Panting with pants at my knees proves point

Jonathan Jansen | 2013-08-30 01:10:35.0

The school hall of Livingstone Kolobeng College was packed with high school learners on this cold Gaborone afternoon. The children looked tired and bored after a routine day of classes and exams.

Change of tack as I drop my regular stump speech for student recruitment here in Botswana.

"Students, what is the one thing you are really, really good at?"

They begin to show signs of life.

"No really, what is the one thing you do well?"

I tell the now-alert youth that each of us has one thing that we can be proud of, and that we do better than anything else.

For some it is playing the violin and for others it is a game of chess. Not all children do well in mathematics and science; some excel in painting and the performing arts. Some children have the skill of listening empathetically, or they simply stand out in the church choir.

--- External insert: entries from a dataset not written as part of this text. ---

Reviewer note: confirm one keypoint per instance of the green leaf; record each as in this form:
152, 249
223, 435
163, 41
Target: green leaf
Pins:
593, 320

"Find that one thing," I tell the children, "and you can change your life forever."

There is now a slight buzz in the large school hall and I move from desk to desk with the roving microphone, and place it suddenly in the face of an unsuspecting kid.

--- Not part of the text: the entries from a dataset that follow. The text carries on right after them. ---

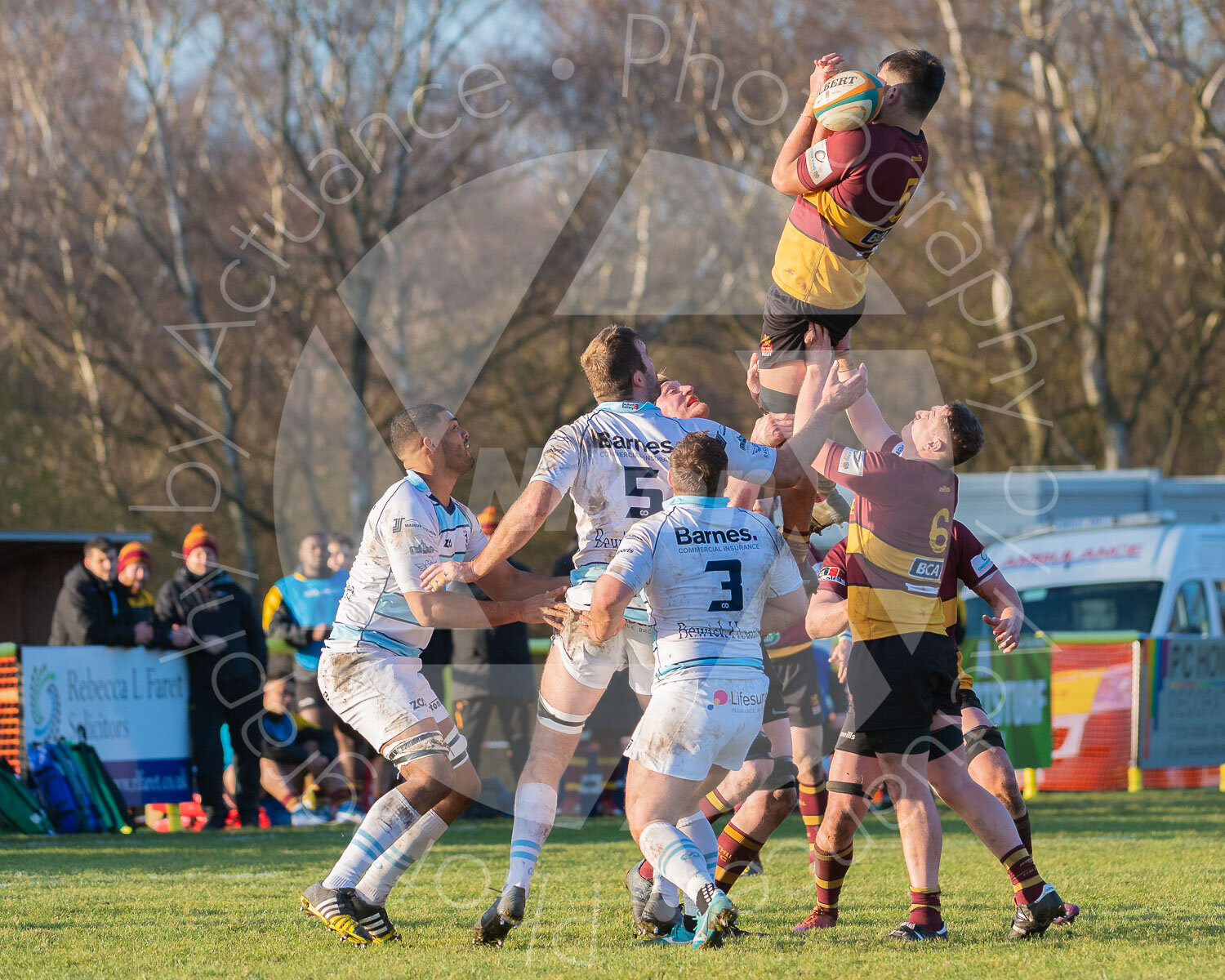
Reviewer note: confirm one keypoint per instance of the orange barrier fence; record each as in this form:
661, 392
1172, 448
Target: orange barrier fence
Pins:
1092, 723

"So, what are you really good at?" I ask a round-faced, smiling junior high student.

"I am the school sprinter."

"You're on," I say, and together we move to the one end of the hall as excited children clear desks on each side of what is transformed into an 80 metre-long athletics track. Another child grabs the microphone with the instruction to count to three. I have to tighten my belt for this unexpected sprint competition, a futile exercise as you will discover in a minute.

Dust goes up everywhere as we take off down the solid concrete passage with cheering pupils on each side. I am aware that I am ahead by a few centimetres. As the wall comes closer on the other side, I start to slow down, and at that very moment disaster strikes. My pants fall to my knees.

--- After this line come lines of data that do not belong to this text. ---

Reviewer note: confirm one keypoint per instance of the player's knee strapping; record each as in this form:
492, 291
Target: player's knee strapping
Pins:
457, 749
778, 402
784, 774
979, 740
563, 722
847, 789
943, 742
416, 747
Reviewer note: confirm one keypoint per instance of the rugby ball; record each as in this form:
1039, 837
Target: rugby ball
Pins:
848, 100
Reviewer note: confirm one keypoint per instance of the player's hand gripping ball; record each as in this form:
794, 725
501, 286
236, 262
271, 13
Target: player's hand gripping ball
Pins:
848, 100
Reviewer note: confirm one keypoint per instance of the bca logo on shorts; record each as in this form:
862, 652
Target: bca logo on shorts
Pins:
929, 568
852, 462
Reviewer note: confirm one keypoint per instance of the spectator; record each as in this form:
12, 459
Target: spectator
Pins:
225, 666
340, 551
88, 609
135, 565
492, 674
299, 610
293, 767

There is roaring laughter as cellphone cameras click. I grab at my knees, lift the uncooperative trousers, and run the last metres in what instantaneously becomes a sack race. She edges ahead and wins. The noise is deafening.

There is a reason many children are bored in school. Achievement is too narrowly focused on academics. There will always be youngsters who do better than their peers in school subjects. That is their motivation to keep doing better and to see the future more optimistically than the rest.

But good schools provide many different outlets for children to perform (that is the right word) and find their strengths.

If you are a teacher reading this today, as I know many across the country do, try this exercise.

Ask every student to write on a piece of paper the one thing they think they really do well and enjoy doing. You might want to give a few examples to get them going.

What should happen is that you provide the young learners with opportunities to practise what they do well. Encourage them to develop that talent.

For the young sprinter in this story I would find local competitions and encourage her (and her parents) to compete and test her strength against other runners. Do not fit all students into one form of competition - tests and examinations in school subjects. Rather, let them grow in the direction of their talents.

What a child wants to do is not necessarily what a parent wants them to do. A student who excels in sculpture or dance will be nudged in the direction of what a parent sees as a more lucrative career option in accountancy or actuarial science.

"It is your life to live," I tell young people. "Do what you feel you excel in and enjoy."

In my life as a teacher I've seen so many young lives transformed by recognition, being noticed for what you're good at doing. Simply by giving recognition and support for other talents, these students then pay more attention to the normal business of schools - learning in the subject areas.

I will not easily forget that smile of being recognised as one student in a large school as we handed the sprinter her award for beating the visitor from South Africa. I then called around for a tailor.